The Stochastic Gap: A Markovian Framework for Pre-Deployment Reliability and Oversight-Cost Auditing in Agentic Artificial Intelligence
AI 摘要
论文提出马尔可夫框架,用于评估智能体AI的可靠性和监管成本,并应用于企业采购流程。
主要贡献
- 提出基于马尔可夫框架的智能体可靠性评估方法
- 定义了状态盲点质量和状态-动作盲质量等关键指标
- 通过实际企业流程数据验证了框架的有效性
方法论
构建基于马尔可夫链的数学模型,利用企业事件日志数据,模拟智能体行为,计算关键指标并评估可靠性和监管成本。
原文摘要
Agentic artificial intelligence (AI) in organizations is a sequential decision problem constrained by reliability and oversight cost. When deterministic workflows are replaced by stochastic policies over actions and tool calls, the key question is not whether a next step appears plausible, but whether the resulting trajectory remains statistically supported, locally unambiguous, and economically governable. We develop a measure-theoretic Markov framework for this setting. The core quantities are state blind-spot mass B_n(tau), state-action blind mass B^SA_{pi,n}(tau), an entropy-based human-in-the-loop escalation gate, and an expected oversight-cost identity over the workflow visitation measure.
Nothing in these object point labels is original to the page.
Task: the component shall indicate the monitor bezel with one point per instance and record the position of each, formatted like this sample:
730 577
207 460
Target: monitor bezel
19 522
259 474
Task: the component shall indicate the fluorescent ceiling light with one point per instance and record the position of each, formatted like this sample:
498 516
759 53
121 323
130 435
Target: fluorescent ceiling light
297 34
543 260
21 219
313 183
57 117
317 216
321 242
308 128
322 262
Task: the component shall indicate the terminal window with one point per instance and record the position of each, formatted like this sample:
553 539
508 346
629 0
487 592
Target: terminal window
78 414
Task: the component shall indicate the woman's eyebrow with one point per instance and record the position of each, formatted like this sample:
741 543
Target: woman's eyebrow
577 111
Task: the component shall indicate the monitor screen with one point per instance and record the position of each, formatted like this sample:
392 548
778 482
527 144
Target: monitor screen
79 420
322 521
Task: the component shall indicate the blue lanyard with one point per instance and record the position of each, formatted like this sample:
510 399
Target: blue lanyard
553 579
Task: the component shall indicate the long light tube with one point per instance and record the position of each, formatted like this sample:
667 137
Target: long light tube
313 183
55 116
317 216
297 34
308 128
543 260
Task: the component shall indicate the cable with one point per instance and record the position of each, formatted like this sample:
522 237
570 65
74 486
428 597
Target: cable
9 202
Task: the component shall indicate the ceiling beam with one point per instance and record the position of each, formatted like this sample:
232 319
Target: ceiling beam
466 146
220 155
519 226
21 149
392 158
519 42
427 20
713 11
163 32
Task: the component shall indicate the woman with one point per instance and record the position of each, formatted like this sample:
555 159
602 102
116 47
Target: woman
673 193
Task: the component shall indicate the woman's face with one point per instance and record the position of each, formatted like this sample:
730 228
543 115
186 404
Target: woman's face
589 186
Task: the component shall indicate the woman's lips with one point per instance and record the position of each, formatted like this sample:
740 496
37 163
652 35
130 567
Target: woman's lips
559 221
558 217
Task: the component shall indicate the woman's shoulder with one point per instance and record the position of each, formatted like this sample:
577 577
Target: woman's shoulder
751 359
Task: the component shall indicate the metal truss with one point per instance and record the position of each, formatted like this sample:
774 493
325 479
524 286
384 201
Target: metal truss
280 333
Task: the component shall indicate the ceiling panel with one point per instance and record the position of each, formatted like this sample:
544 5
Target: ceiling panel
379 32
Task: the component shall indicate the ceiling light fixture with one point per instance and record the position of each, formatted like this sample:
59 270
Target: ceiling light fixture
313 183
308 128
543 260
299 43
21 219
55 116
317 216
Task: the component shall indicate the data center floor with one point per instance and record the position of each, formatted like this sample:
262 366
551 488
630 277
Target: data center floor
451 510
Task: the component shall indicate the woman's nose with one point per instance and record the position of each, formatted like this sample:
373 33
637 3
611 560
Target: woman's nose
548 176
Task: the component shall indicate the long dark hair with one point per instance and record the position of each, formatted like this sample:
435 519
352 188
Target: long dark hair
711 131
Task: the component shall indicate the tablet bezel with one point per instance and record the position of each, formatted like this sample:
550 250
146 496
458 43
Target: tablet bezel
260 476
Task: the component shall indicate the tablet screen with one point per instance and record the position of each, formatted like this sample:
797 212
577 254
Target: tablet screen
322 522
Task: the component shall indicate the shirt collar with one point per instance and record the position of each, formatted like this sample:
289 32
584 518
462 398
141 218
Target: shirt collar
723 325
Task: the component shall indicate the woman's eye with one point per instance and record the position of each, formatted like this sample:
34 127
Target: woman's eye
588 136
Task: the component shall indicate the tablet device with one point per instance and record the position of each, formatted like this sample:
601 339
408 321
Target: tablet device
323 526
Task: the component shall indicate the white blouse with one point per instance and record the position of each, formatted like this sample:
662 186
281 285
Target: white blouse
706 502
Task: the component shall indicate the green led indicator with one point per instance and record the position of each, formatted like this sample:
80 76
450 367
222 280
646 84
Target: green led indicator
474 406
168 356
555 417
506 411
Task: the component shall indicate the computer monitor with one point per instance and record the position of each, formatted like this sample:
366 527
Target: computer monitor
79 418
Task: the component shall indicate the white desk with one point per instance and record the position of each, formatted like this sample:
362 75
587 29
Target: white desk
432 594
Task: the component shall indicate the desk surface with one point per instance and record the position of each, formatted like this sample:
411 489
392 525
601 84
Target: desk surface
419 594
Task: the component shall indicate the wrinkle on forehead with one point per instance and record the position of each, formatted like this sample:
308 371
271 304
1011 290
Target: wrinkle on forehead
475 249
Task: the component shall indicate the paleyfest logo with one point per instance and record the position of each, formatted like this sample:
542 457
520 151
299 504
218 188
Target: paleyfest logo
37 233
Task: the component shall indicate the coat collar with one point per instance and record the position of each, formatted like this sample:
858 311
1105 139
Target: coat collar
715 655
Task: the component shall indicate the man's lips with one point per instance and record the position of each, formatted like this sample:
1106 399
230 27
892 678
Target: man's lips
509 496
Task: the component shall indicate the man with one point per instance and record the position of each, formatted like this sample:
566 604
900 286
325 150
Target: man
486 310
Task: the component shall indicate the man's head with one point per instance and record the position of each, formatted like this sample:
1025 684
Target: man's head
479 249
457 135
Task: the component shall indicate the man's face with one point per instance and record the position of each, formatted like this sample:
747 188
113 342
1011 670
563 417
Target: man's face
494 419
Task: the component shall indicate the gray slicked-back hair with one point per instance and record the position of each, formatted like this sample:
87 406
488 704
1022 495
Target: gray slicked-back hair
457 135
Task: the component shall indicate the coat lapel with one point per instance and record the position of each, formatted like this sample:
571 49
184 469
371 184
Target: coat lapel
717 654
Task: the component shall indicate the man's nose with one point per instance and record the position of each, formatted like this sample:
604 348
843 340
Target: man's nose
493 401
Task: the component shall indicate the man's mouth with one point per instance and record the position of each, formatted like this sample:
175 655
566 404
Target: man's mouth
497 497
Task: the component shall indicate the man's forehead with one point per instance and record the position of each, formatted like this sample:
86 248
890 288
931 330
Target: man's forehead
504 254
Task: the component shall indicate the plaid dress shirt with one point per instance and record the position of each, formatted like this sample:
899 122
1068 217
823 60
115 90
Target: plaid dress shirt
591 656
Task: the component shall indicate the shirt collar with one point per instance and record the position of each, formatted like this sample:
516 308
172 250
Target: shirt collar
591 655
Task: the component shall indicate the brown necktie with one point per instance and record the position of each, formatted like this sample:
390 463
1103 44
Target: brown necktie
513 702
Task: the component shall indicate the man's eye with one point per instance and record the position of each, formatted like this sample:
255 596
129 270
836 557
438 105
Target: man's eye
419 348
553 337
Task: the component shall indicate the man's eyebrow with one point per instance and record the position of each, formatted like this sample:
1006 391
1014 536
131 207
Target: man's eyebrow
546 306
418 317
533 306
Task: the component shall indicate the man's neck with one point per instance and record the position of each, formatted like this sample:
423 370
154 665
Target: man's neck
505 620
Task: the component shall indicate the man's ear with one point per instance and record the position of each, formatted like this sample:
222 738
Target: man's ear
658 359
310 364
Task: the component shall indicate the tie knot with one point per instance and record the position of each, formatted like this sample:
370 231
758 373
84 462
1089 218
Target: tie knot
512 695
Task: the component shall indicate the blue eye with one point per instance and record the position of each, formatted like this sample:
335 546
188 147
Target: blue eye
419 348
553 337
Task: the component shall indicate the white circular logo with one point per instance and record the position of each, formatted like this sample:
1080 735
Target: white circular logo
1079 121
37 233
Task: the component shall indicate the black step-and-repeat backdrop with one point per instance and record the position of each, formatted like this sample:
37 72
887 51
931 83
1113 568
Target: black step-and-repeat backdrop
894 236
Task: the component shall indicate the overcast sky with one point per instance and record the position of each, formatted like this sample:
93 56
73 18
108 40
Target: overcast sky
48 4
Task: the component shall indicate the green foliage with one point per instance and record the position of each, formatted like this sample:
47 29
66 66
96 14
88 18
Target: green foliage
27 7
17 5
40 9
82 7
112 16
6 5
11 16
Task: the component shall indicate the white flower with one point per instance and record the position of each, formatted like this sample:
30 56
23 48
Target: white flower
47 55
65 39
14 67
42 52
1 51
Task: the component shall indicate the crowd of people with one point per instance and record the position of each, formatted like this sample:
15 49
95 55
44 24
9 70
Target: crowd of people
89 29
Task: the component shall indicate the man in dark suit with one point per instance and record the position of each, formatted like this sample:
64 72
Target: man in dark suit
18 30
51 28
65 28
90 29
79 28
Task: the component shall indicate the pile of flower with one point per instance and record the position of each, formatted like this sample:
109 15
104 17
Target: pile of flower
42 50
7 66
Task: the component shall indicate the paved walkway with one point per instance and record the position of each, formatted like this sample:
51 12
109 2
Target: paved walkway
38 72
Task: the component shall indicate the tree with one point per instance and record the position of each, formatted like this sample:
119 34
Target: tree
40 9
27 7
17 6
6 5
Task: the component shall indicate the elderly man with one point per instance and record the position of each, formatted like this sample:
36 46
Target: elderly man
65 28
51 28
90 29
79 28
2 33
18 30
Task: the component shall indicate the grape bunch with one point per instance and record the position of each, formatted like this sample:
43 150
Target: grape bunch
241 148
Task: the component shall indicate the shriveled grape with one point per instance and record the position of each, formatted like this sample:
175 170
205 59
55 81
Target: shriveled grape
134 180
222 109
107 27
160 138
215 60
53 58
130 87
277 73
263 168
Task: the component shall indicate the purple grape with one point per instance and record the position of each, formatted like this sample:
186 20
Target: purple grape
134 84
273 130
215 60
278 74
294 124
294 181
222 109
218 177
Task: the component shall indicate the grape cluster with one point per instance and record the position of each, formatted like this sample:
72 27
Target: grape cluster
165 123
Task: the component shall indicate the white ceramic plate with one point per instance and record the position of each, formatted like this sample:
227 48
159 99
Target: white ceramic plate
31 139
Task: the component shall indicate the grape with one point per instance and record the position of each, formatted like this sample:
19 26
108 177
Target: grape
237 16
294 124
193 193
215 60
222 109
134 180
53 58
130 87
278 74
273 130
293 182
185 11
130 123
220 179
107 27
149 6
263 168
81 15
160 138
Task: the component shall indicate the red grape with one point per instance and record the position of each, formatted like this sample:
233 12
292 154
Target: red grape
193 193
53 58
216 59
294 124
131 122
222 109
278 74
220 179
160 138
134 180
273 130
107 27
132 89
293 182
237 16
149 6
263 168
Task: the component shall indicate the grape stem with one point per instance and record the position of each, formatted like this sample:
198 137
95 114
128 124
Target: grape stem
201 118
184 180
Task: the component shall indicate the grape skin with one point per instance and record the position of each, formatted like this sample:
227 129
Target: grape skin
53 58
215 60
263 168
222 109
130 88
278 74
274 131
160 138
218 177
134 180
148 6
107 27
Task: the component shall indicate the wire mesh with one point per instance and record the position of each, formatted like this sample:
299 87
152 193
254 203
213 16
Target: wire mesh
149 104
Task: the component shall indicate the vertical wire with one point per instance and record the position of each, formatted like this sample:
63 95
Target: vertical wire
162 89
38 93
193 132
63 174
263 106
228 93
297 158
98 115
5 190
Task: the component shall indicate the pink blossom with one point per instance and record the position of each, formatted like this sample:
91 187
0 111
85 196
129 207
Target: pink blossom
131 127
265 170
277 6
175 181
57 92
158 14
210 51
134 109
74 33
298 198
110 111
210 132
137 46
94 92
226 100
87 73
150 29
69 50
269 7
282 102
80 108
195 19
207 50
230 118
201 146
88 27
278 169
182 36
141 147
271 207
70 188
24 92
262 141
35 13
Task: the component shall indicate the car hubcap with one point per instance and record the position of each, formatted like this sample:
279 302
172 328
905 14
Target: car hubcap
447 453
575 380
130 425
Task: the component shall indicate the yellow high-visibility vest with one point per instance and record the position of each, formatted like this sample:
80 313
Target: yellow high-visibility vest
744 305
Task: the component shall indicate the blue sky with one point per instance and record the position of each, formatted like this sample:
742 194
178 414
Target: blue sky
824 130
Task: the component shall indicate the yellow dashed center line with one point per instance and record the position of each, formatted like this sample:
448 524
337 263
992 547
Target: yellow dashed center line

We instantiate the framework on the Business Process Intelligence Challenge 2019 purchase-to-pay log (251,734 cases, 1,595,923 events, 42 distinct workflow actions) and construct a log-driven simulated agent from a chronological 80/20 split of the same process. The main empirical finding is that a large workflow can appear well supported at the state level while retaining substantial blind mass over next-step decisions: refining the operational state to include case context, economic magnitude, and actor class expands the state space from 42 to 668 and raises state-action blind mass from 0.0165 at tau=50 to 0.1253 at tau=1000. On the held-out split, m(s) = max_a pi-hat(a|s) tracks realized autonomous step accuracy within 3.4 percentage points on average. The same quantities that delimit statistically credible autonomy also determine expected oversight burden. The framework is demonstrated on a large-scale enterprise procurement workflow and is designed for direct application to engineering processes for which operational event logs are available.